The first flaw is CVE-2022-27510, fixed on November 8. It’s an authentication bypass that affects both Citrix products. An attacker could exploit it to gain unauthorized access to the device, perform remote desktop takeover, or bypass the login brute force protection.
The second bug is tracked as CVE-2022-27518, disclosed and patched on December 13. It allows unauthenticated attackers to perform remote command execution on vulnerable devices and take control of them.
Threat actors had already been exploiting CVE-2022-27518 when Citrix published a security update to fix it.
Today, researchers at NCC Group’s Fox IT team report that while most public-facing Citrix endpoints have been updated to a safe version, thousands remain vulnerable to attacks.
Finding vulnerable versions
Fox IT analysts scanned the web on November 11, 2022, and found a total of 28,000 Citrix servers online.
To determine how many of the exposed ones are vulnerable to the two flaws, the researchers had to learn their version number, which was not included in the HTTP response from the servers.
Nevertheless, the responses carried MD5 hash-like parameters that could be used for matching them to Citrix ADC and Gateway product versions.
Hence, the team downloaded and deployed all Citrix ADC versions they could source from Citrix, Google Cloud Marketplace, AWS, and Azure on VMs and matched hashes to versions.
For the hashes that could not be matched with the versions sourced, the researchers resorted to figuring out the build date and deducing their version number based on that.
This further reduced the number of unknown versions (orphan hashes), but in general, most hashes had been coupled to specific product versions.
Thousands of vulnerable Citrix servers
The final results are summarized in the following graph, indicating that as of December 28, 2022, the majority is on version 13.0-88.14, which is unaffected by the two security issues.
The second most popular version was 12.1-65.21, vulnerable to CVE-2022-27518 if certain conditions are met, was running on 3,500 endpoints.
The requirements for these machines to be exploitable ask for the use of SAML SP or IdP configurations, meaning that not all 3,500 systems were vulnerable to CVE-2022-27518.
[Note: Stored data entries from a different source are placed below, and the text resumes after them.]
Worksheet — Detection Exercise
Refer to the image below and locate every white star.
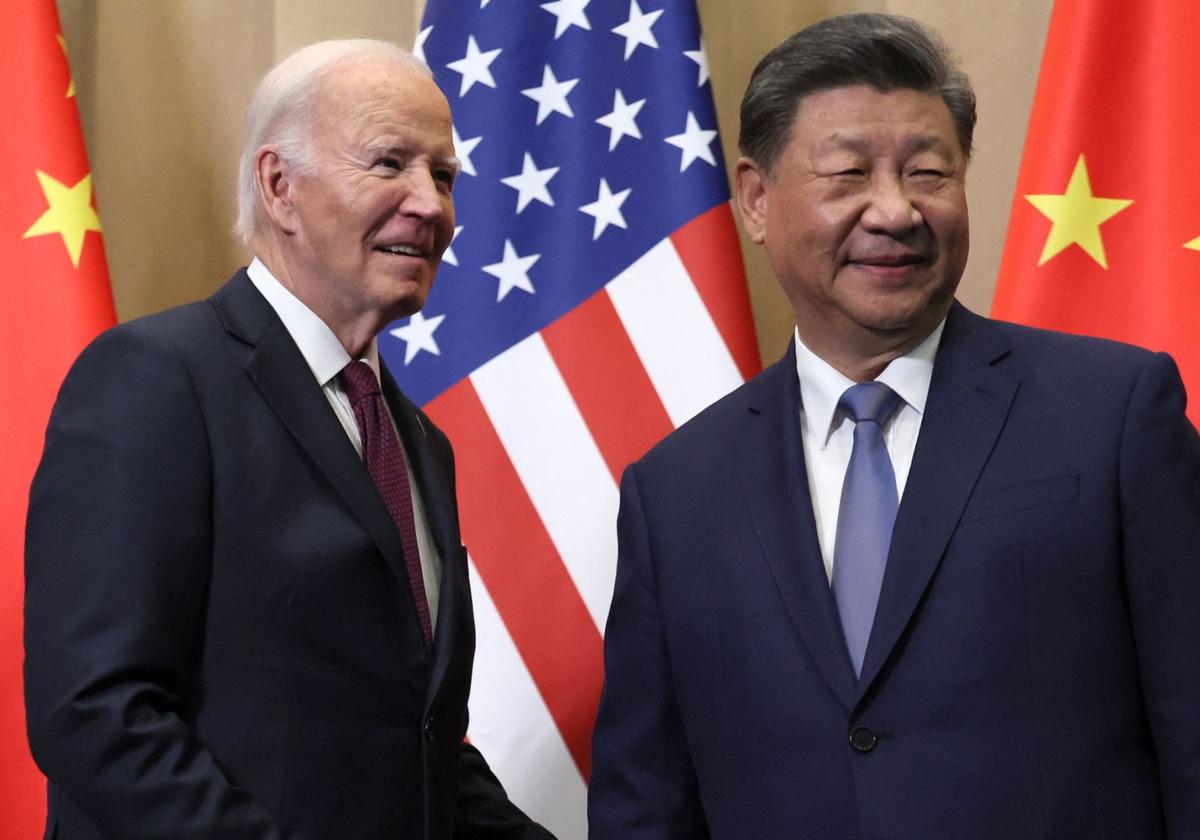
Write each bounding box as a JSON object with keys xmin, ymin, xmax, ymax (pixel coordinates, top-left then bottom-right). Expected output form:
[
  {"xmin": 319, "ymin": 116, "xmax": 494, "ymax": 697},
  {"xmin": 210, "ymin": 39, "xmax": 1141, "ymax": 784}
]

Then there are over 1,000 servers vulnerable to CVE-2022-27510 and approximately 3,000 endpoints potentially vulnerable to both critical bugs.
The detections that return hashes with unknown Citrix version numbers come in third place, counting over 3,500 servers, which may or may not be vulnerable to either flaw.
Regarding the patching speed, the United States, Germany, Canada, Australia, and Switzerland responded quickly to the publication of the relevant security advisories.
The Fox IT team hopes its blog will help raise awareness on Citrix administrators who are yet to apply the security updates for the recent critical flaws, with the statistics highlighting there’s still much work that remains to be done to close all security gaps.